Ppo
PPOHparams
Bases: HParams
anneal_lr: bool = struct.field(pytree_node=False, default=True)
class-attribute
instance-attribute
Whether to anneal the learning rate linearly to 0 at the end of training.
budget: int = struct.field(pytree_node=False, default=1000000)
class-attribute
instance-attribute
Number of environment frames to train for.
clip_eps: float = 0.2
class-attribute
instance-attribute
PPO clip parameter.
clip_value_loss: bool = struct.field(pytree_node=False, default=True)
class-attribute
instance-attribute
Whether to clip the value loss in the PPO loss.
ent_coef: float = 0.01
class-attribute
instance-attribute
Entropy coefficient in the total loss.
gae_lambda: float = 0.95
class-attribute
instance-attribute
Lambda parameter of the TD(lambda) return.
lr: float = 0.00025
class-attribute
instance-attribute
Starting learning rate.
max_grad_norm: float = 0.5
class-attribute
instance-attribute
Maximum gradient norm for clipping.
normalise_advantage: bool = struct.field(pytree_node=False, default=True)
class-attribute
instance-attribute
Whether to normalise the advantages in the PPO loss.

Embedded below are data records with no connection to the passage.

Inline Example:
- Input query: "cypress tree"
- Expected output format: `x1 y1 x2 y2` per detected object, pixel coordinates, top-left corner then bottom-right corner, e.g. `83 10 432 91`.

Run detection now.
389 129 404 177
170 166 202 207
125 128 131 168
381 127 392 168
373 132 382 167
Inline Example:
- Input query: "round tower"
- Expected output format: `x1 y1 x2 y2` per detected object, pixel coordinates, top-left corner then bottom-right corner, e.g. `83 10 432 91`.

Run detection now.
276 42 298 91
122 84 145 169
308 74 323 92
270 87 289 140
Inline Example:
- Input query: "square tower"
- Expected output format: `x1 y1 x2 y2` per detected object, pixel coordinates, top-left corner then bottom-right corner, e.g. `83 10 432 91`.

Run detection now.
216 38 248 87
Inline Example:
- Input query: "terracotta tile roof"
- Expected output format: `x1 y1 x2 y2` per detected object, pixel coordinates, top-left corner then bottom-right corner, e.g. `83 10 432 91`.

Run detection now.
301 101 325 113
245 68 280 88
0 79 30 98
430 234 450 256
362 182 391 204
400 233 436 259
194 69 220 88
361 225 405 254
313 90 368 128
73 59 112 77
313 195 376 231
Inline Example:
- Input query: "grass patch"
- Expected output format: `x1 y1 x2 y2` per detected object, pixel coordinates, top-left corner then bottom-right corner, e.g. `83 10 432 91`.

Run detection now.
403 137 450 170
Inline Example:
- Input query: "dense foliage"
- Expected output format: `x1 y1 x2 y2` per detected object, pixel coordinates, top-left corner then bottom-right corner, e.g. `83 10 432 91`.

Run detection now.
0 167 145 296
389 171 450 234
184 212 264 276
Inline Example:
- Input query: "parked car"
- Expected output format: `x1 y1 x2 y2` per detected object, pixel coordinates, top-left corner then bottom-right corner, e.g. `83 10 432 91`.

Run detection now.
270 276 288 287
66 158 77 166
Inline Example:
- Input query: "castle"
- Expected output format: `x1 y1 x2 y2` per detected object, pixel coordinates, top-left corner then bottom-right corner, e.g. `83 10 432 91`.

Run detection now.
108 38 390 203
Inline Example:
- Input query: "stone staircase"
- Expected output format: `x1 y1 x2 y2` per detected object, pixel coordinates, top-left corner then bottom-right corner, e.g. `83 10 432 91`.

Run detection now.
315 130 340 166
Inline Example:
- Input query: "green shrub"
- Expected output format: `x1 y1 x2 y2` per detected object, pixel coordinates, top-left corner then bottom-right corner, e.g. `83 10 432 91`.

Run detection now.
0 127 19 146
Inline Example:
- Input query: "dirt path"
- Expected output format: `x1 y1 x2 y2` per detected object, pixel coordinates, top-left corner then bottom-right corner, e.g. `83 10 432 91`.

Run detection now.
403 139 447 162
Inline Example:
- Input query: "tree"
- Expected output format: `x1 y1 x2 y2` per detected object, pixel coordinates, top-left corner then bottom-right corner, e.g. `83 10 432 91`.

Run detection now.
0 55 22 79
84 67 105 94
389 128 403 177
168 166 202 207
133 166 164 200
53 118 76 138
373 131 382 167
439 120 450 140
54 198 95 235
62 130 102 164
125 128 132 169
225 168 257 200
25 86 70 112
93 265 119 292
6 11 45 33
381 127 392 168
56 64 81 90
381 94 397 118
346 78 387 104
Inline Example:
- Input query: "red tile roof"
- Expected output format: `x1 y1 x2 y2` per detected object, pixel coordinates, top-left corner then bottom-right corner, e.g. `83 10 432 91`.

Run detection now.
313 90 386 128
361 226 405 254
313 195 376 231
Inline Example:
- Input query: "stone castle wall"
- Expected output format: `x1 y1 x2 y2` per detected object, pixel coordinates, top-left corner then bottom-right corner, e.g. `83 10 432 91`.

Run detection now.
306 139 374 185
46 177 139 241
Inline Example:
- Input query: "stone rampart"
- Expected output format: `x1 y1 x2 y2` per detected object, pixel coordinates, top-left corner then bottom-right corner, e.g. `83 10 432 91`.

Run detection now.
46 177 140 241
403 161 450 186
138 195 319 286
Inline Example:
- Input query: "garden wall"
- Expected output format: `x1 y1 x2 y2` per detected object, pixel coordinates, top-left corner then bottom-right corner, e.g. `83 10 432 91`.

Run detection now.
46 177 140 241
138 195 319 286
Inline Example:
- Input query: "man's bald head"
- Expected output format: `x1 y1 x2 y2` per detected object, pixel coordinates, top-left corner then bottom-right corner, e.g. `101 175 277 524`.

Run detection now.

num_envs: int = struct.field(pytree_node=False, default=16)
class-attribute
instance-attribute
Number of parallel environments to run.
num_epochs: int = struct.field(pytree_node=False, default=1)
class-attribute
instance-attribute
Number of epochs to train for.
num_minibatches: int = struct.field(pytree_node=False, default=8)
class-attribute
instance-attribute
Number of minibatches to split the data into for training.
num_steps: int = struct.field(pytree_node=False, default=128)
class-attribute
instance-attribute
Number of steps to run in each environment per update.
vf_coef: float = 0.5
class-attribute
instance-attribute
Value function coefficient in the total loss.